Don’t Let Your Tool Get You in Trouble

Don’t Let Your Tool Get You in Trouble

Don’t let your tool get you in trouble. Athletes like to use tools to enhance performance. Whether it’s a heart rate monitor, pull buoy, or base building, all tools can get you in trouble if not used appropriately. When the tool becomes a crutch, when we can only “perform” while using the tool, it becomes a bandaid rather than performance enhancer.

Take the pull buoy for example. A lot of triathlete swimmers throw the pull buoy between their legs every their endurance is tested. The problem is, this makes the tool a bandaid. Swimmers using a tool just to get through the workout aren’t preparing themselves to use their whole body to swim (see:Triathletes Introduce Your Feet to Your Body ).
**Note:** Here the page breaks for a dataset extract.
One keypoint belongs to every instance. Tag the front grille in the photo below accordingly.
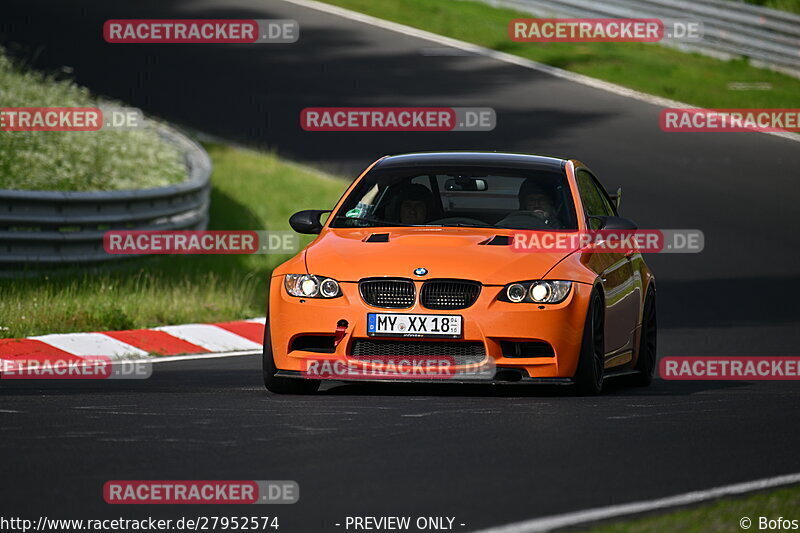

Heart rate monitors (HRM) are a great way to track cardiac output and approximate your workload. Athletes using HRM often see it as an exact science for training. In reality, HRM can’t account for every change in your body. Dehydration is a good example of this tool getting you in trouble. Dehydration means less blood volume. Your heart then works harder to get oxygen rich blood to your muscles because. The HRM reads higher numbers because your ticker is working harder. While your heart is working harder to deliver blood, the body’s workload hasn’t increased. Don’t let your tool for tracking workload get you in trouble.

Base training is another tool for training. Aerobic base is critical to athletic success. Remember that long, slower training has an opportunity cost of faster, interval training. There’s a time and a place for everything.

Understand your tools. Know your tools are all pieces of the puzzle. Performance enhancing tools should be used but not depended upon.  Limiting yourself to one performance enhancing technique, or tool, will get you in trouble. Learn the right tool for the job. Understand how tools promote performance. Play with different tools at different times to figure out which ones work for you. What tools do you use to up your performance?  What tools may be getting you in trouble?

Tools need to have a purpose and only be used as a tool, not a band- aid.